EXAMPLE 1 - RAPAMYCIN MITIGATES AGING- ASSOCIATED DYSFUNCTION

OF MURINE MAMMARY STEM CELLS

[0097] As described previously above, the inventors have identified that young mice have greater numbers of luminal cells 120 as compared to basal cells 110, wherein the ratio of luminal-to-basal cells is greater than 1. In contrast, as mice age, the number of basal cells 110 increases as compared to luminal cells 120, wherein the same ratio of luminal-to-basal cells is less than 1.

[0098] FIG. 6 shows experimental flow cytometry showing mammary stem cell isolation, sphere and 3-dimensional extracellular matrix (3D-ECM) structure formation, and subsequent in vivo cleared mammary fat pad transplant of single mammosphere and single 3D ECM solid structure derived from FACS -sorted basal cell fraction (CD241oCD49fhi) of the transgenic green fluorescent protein (GFP) mice showing positive outgrowth and subsequent alveolar development upon pregnancy.

[0099] Several different marker combinations (Smalley et al., 2012) have been used to identify basal and luminal cells, and fluorescence-activated cell sorting may enrich for MaSC and luminal progenitor populations. The inventors identified MaSC-enriched basal cells as CD31-CD45-TER119-cells (also known as Lin-CD241oCD49fhi cells), and luminal progenitor-enriched luminal cells (also known as Lin-CD24hiCD49flo cells) (FIG. 2A).

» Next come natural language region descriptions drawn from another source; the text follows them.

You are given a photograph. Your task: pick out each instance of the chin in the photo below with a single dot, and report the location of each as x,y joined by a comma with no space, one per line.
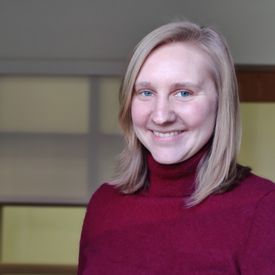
166,160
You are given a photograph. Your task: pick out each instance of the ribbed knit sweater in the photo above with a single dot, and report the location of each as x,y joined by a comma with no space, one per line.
152,232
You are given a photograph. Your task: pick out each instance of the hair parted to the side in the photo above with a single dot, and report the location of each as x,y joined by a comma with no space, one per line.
218,169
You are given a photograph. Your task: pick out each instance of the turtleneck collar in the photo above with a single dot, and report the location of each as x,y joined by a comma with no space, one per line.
173,180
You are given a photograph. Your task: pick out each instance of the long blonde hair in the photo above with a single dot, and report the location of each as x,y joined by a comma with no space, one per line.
218,169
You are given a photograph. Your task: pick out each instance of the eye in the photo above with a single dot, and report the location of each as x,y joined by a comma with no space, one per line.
183,93
146,93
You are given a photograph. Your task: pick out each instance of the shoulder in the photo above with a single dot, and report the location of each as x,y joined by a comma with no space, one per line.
105,194
256,186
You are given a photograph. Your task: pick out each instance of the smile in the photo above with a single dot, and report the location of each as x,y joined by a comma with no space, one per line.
167,134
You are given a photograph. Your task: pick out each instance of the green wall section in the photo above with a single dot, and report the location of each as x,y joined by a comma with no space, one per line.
41,234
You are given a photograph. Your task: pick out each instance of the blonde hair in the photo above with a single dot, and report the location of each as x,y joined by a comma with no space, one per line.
218,169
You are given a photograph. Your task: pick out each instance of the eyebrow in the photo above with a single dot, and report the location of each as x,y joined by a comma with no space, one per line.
177,85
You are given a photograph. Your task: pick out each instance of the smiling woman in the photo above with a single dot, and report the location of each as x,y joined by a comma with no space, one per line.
174,109
180,203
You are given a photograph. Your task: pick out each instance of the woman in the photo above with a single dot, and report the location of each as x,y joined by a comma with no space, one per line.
180,204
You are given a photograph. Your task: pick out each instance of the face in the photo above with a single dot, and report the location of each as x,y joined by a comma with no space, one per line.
174,103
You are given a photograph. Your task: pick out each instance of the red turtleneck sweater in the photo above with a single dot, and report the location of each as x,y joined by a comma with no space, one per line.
153,233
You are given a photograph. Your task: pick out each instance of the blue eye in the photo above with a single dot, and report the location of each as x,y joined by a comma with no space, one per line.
183,93
146,93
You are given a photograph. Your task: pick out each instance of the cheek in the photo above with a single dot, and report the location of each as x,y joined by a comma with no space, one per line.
137,113
202,115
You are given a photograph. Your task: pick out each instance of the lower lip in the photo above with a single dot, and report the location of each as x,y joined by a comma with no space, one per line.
167,138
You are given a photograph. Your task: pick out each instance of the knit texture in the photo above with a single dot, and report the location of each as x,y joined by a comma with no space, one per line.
152,232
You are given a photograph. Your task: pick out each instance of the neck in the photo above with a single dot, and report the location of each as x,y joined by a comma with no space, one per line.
173,180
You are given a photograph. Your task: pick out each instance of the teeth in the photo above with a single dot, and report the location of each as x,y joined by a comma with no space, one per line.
168,134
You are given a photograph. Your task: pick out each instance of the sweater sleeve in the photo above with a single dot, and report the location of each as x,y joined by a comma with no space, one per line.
258,256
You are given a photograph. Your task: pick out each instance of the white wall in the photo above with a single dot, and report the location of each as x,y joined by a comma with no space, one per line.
98,34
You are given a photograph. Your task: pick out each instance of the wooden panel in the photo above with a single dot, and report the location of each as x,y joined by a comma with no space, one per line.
256,83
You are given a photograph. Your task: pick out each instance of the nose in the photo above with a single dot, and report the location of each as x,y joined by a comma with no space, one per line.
163,112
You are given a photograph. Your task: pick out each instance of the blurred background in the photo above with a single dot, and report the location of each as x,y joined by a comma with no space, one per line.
61,64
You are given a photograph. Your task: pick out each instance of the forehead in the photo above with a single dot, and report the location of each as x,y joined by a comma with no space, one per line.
180,59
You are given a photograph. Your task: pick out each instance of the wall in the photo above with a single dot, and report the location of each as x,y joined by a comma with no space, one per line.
97,36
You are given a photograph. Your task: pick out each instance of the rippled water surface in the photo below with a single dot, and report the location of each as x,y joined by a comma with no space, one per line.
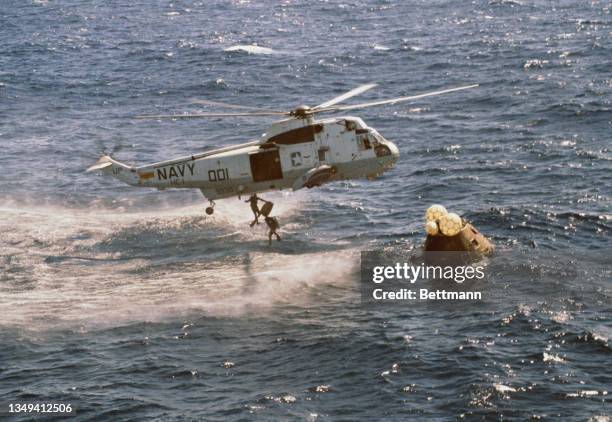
133,304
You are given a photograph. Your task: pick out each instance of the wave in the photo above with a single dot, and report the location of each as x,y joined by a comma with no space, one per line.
250,49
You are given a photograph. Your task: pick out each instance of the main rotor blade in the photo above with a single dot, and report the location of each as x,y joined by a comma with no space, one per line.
345,96
395,100
189,116
226,105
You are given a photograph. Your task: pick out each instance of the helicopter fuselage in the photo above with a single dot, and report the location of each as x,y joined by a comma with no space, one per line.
292,154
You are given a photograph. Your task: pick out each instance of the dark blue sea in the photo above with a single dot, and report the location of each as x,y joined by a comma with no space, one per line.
132,304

[00100] The effects of age and rapamycin (microencapsulated or enterically-delivered rapamycin [eRapa]) on murine MaSCs or luminal progenitor cells were evaluated in mammary glands from C57BL/6 mice (age, 2 to 4 months) versus old control mice (age, 25 to 32 months); old control versus old long-term-eRapa-treated mice (eRapa, 2 years; age at termination, 26 months); and old control versus old short-term-eRapa-treated mice (eRapa, 5 to 10 days; age at termination, 26 months). There were significantly more basal cells (FIGS. 2A and 2B), less luminal cells (FIGS. 2A and 2C), and lower mean luminal-to-basal cell ratio (FIG. 2D) in mammary glands from old control than young mice. Long- or short-term treatment with eRapa reversed these aging-associated phenotypes in the older mice (FIGS. 2A-2D). This is further exemplified in FIGS. 7-9. FIGS. 7A-D show that MaSCs frequency increases during aging, and FIGS. 8A-D shows that aging increases early neoplasia frequency. As shown in FIG. 9, these phenotypes are decreased after eRapa treatment.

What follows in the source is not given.